Bir eserde birkaç döteragonist bulmak yaygın değildir. Genellikle sadece bir tanedir ve her zaman kahramanın eşliğinde olur. Bazı yazarlar, modern yapıtlarda döteragonistin kim olduğunu tanımak istiyorsanız, kahramanın onu destekleyen en yakın arkadaşını düşünmeniz gerektiğini, onu güçlendirdiğini ve çatışmasını yansıtan tüm duyguları ifade etmesine izin verdiğini söylüyor.
Bir aşk hikayesinde, resmi çiftin içinde kahramanı ve döteragonisti buluruz. Destansı bir hikayede ikincil bir lider, arkadaş, ortak, efendi; hepsi deuteragonist karakterlerdir.
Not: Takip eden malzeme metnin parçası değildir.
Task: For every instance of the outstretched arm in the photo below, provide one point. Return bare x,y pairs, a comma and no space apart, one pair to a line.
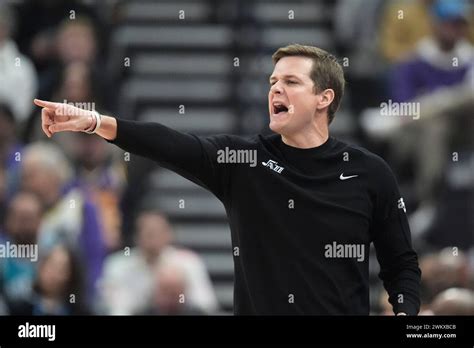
59,117
190,156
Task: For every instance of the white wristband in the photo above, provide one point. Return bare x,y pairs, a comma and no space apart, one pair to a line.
98,119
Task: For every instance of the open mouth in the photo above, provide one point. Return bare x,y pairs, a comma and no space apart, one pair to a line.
279,108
Kahramanıyla bir bağ kuran ve onun duygularını ve düşüncelerini ifade etmesine izin veren ilişkisel bir karakterdir.
Bununla birlikte, bu figürler, antik Yunan trajedisinden geldiklerinden, daha çok bazen daha modern eserlere karşılık gelen bir yapıdır ve diğerlerini bulmak genellikle daha zordur.
Kahramanın, döteragonistin ve üçgene sahip olanın sınırları ve yapısı, Antik Yunan'ın eserleri kadar net veya spesifik değildir, çünkü modern eserlerde karakterlerin kemerleri çok daha geniş ve dalgalı olma eğilimindedir.
Edebiyatta deuteragonistler
Literatürde, bir döteragonistin bulduğumuz en kesin tanımı, kahramanın "ortağı" dır. Örneğin, Mark Twain'in The Adventures of Huckelberry Finn kitabında, ana karakter elbette Huck'tır ve sürekli yoldaşı Jim deuteragonisttir.
Bu kitapta yer alan Tom Sawyer'ın önemli figürü, tarihteki bazı önemli olayların gelişiminin arkasındaki itici güç olan üçgen kişiden başka bir şey değildir.
Edebiyattaki bir diğer ünlü döteragonist, Sir Arthur Conan Doyle'un eserleri serisinden, Sherlock Holmes'un maceraları ve araştırmalarındaki arkadaşı Dr. John Watson'dır.
Dr. Watson zeki, profesyonel ve sorumluluk sahibi bir adamken; vizyonu Sherlock'tan daha çarpıktır ve dedektifin bir durumdan tüm olasılıkları ve çıkarımları göstermesine izin verir ve sonuçta onu güçlendirir.
Referanslar
- Kahramanlar, antagonistler ve döteragonistler, aman tanrım! Englishemporium.wordpress.com'dan kurtarıldı.
- Antik Yunan edebiyatı tarihi, cilt 1. Karl Otfried Muller. Books.google.cl adresinden kurtarıldı.
- Üzerine yaz! Deuteragonist ve Tritagonist. Dailykos.com'dan kurtarıldı.